I've used up my six with proper gardening talk, but perhaps there is space for one more photo.  Do you remember 'Little Bear' who was going to help me with pest control in the garden?  It seems he feels his skill set tends more towards pruning the fuchsias.

Thanks as always to the the Propagator for hosting Six on Saturday come rain or shine.


  1. The Long Border looks beautiful. I've never had any luck with Monarda but I saw someone on the telly the other week explaining there are a few different varieties, one of which copes better with the wet. I must do some research and perhaps try again.

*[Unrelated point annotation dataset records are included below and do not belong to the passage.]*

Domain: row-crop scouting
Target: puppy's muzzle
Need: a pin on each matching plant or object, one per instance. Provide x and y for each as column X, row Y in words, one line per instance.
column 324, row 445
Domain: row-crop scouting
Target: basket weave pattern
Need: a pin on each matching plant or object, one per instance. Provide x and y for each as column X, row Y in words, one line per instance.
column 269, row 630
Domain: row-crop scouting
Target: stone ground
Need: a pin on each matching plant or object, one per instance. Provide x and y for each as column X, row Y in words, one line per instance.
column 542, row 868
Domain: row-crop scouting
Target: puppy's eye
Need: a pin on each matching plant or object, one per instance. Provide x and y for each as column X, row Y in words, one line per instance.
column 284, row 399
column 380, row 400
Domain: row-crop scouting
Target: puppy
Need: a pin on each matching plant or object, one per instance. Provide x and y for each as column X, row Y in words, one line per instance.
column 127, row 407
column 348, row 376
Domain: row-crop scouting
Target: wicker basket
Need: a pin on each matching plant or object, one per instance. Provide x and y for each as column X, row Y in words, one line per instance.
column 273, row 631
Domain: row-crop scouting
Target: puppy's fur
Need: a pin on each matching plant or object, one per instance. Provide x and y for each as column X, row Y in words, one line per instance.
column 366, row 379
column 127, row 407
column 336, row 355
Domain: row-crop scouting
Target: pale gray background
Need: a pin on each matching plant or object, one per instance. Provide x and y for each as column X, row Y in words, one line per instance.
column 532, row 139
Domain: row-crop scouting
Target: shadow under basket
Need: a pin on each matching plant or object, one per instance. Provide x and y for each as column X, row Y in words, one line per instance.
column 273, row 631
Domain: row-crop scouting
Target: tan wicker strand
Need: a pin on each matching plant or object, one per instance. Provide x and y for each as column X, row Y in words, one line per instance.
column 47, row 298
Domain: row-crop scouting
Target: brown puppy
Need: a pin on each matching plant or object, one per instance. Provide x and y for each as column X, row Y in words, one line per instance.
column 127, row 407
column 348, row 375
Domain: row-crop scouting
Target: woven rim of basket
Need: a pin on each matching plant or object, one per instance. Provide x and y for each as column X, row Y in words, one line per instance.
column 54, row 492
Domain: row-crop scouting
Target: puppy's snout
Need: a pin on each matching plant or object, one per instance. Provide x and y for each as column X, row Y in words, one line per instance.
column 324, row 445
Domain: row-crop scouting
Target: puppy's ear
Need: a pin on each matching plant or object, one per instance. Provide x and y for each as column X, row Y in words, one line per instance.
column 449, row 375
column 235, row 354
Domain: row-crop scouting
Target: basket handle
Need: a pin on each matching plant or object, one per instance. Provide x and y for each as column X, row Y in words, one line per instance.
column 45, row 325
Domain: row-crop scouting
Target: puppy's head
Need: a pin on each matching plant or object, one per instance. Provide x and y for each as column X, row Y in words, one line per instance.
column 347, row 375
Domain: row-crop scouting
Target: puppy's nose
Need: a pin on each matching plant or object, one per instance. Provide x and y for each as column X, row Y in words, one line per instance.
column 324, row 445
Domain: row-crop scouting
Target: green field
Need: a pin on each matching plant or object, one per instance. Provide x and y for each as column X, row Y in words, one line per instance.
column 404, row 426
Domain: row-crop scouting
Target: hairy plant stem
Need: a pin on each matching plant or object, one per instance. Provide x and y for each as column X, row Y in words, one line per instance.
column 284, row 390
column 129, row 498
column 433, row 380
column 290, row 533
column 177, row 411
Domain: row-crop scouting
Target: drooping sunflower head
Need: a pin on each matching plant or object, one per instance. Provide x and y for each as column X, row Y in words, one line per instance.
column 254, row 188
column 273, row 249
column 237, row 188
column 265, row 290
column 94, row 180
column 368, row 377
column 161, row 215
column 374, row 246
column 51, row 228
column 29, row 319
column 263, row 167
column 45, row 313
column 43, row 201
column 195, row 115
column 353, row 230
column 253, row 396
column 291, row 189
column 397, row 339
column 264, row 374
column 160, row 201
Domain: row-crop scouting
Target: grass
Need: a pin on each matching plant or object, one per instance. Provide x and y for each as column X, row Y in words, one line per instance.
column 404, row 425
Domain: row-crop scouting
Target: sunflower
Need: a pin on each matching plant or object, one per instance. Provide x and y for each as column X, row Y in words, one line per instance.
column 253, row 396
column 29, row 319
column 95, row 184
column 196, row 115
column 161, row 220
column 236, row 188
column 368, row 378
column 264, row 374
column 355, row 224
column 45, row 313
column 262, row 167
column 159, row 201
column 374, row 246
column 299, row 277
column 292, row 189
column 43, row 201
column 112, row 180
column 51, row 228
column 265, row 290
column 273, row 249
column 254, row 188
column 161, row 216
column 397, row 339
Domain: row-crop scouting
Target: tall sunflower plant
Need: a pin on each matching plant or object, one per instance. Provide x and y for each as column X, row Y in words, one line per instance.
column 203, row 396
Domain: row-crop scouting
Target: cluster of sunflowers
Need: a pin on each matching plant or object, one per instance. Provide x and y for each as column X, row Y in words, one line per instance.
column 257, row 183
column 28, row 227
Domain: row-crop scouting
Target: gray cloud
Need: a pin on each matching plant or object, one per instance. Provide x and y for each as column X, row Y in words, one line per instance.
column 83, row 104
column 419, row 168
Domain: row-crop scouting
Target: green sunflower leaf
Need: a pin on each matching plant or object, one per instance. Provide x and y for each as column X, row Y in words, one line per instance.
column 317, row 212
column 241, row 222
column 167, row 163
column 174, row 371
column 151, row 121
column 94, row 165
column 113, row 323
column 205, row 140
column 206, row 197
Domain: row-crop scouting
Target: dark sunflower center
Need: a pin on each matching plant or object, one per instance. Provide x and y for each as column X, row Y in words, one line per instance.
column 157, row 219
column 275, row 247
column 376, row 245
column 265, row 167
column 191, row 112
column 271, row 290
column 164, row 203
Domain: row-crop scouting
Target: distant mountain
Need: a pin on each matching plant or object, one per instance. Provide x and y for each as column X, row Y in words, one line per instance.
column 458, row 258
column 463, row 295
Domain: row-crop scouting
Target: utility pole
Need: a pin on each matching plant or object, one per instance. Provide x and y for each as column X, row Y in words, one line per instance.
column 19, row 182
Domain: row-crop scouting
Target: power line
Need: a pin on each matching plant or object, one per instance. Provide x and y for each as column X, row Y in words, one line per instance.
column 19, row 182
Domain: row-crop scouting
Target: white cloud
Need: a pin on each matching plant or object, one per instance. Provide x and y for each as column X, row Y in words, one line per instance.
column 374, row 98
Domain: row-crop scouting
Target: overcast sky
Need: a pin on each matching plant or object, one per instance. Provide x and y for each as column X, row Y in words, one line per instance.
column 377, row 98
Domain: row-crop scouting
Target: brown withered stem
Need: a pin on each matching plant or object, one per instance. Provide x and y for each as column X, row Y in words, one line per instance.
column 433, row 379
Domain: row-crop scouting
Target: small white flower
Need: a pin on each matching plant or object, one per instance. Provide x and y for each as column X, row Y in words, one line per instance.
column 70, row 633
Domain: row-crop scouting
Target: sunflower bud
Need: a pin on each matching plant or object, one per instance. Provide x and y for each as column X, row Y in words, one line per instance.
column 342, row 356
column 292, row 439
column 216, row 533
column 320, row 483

    1. The one I grow is Cambridge Scarlet and it suffers a bit as the soil under the large Ash tree is rather dry.

  2. Love your cat : he's a rascal if he has broken stems of the fuchsia… But he looks so cute that we can excuse him.
    Very nice long borders and I do like the lilium too

    1. I'm afraid he is bit of a rascal. It seems those dangling flowers were just too tempting.

  3. Mmm a long border is something to aspire to. I love other people's, maybe because I've got a hedge I thought it wouldn't work. Something to consider, I've got large flower beds, but a long border could be good. Thank you for the inspiration.

  4. Love your cat, and your garden is beautiful as always.

  5. Everything looks lovely. Oh, Little Bear! What a cute face, and one you just can't stay mad at, right?

    1. He gets away with a lot because of that cute face. As you can see I grabbed the camera rather than tell him off.

  6. Charming! And kitty is Icing on the cake!

    1. Thanks Jayne. I couldn't seem to find your blog (if there is one this week?)